Artemisinin is an antimalarial drug derived from the sweet wormwood. Artemisinin is a sesquiterpene lactone (a compound composed of three isoprene units bound to cyclic organic esters) distilled from the dried leaves or flower clusters of the sweet wormwood. The antifebrile (fever-reducing) properties of the plant were first discovered in the 4th century AD by Chinese doctors, who called the plant Artemisia annua and recommended a natural medicine in the form of artemisia annua tea. In the centuries that followed, the drug was commonly used to treat hemorrhoids and malaria. The active agent artemisinin was isolated from plants in the 1970s; The compound is widely known as artemisinin. Today, several artemisinin derivatives, including artesunate and artemether, are used to treat malaria.

Artemisinin is effective against all the malaria-causing protozoans of the plasmodium genus. The drug is particularly suitable for the treatment of infections with the chloroquine-resistant parasite and multidrug-resistant plasmodium falciparum, the most deadly of malaria protozoans. Artemisinin targets plasmodium at the schizozoite stage of development. The schistozoites mature from the cospore -- a parasitic form transmitted to humans from anopheles mosquito saliva -- and contain insoluble iron called hemozoin. Hemozoin is formed in schizozoites because they feed on hemoglobin in the cytoplasm of human red blood cells. Artemisinin contains a peroxide group that reacts with heme, a reaction that is suspected of causing the production of free radicals that attack parasite proteins, killing the organism.

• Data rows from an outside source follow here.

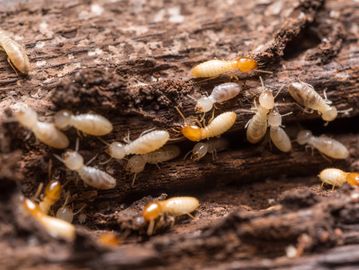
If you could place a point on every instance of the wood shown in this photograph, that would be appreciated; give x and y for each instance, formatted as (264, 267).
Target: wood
(130, 63)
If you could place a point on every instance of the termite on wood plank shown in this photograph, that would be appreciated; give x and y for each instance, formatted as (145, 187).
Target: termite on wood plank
(88, 123)
(17, 56)
(214, 68)
(305, 95)
(55, 227)
(176, 206)
(145, 144)
(219, 125)
(327, 146)
(136, 163)
(220, 94)
(44, 132)
(336, 177)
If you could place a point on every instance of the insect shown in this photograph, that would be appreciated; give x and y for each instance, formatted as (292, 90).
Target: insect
(136, 163)
(305, 95)
(55, 227)
(219, 125)
(257, 125)
(212, 146)
(89, 123)
(145, 144)
(337, 178)
(176, 206)
(16, 54)
(214, 68)
(220, 94)
(44, 132)
(277, 134)
(91, 176)
(323, 144)
(52, 195)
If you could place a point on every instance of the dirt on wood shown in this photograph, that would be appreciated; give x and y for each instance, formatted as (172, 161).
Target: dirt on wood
(129, 61)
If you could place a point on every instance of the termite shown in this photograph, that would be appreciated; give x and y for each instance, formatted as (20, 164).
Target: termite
(176, 206)
(214, 68)
(277, 134)
(212, 146)
(219, 125)
(305, 95)
(220, 94)
(91, 176)
(16, 54)
(323, 144)
(337, 178)
(51, 196)
(44, 132)
(145, 144)
(136, 163)
(88, 123)
(55, 227)
(257, 125)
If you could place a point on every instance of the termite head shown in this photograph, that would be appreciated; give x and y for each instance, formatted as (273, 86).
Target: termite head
(136, 164)
(274, 119)
(204, 104)
(62, 119)
(199, 151)
(330, 114)
(116, 150)
(25, 115)
(152, 211)
(304, 136)
(73, 160)
(53, 190)
(246, 64)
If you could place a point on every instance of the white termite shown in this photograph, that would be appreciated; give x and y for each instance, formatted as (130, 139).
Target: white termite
(328, 146)
(277, 134)
(89, 123)
(145, 144)
(44, 132)
(91, 176)
(305, 95)
(220, 94)
(257, 125)
(136, 163)
(212, 146)
(17, 56)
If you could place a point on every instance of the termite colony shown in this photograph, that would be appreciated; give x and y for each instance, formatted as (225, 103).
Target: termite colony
(152, 147)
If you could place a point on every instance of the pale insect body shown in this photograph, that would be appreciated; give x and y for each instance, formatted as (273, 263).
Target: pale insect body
(91, 176)
(136, 164)
(214, 68)
(336, 177)
(212, 146)
(175, 206)
(44, 132)
(220, 94)
(328, 146)
(219, 125)
(55, 227)
(277, 134)
(257, 125)
(17, 56)
(306, 96)
(143, 145)
(89, 123)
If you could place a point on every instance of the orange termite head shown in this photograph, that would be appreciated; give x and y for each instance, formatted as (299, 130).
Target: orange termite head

Artemisinin can be given orally, intramuscular or as a suppository. The drug reached peak plasma levels within hours of administration and acted quickly, significantly reducing the burden of the malaria parasite in the first few days of treatment. Artesunate is unique among artemisinin-derived drugs because it can be administered intravenously, allowing the drug to take immediate effect. For this reason, artesunate is used to treat cerebral malaria, an acute disease characterized by the rapid spread of the parasite to the brain and death within 72 hours if left untreated. Artemisinin appears to have few side effects in humans. However, animal studies have shown that high doses can cause neurotoxic symptoms, including respiratory depression and gait instability. These symptoms have been linked to brain stem degeneration, but it is unclear whether humans experience similar neurodegenerative effects at high doses.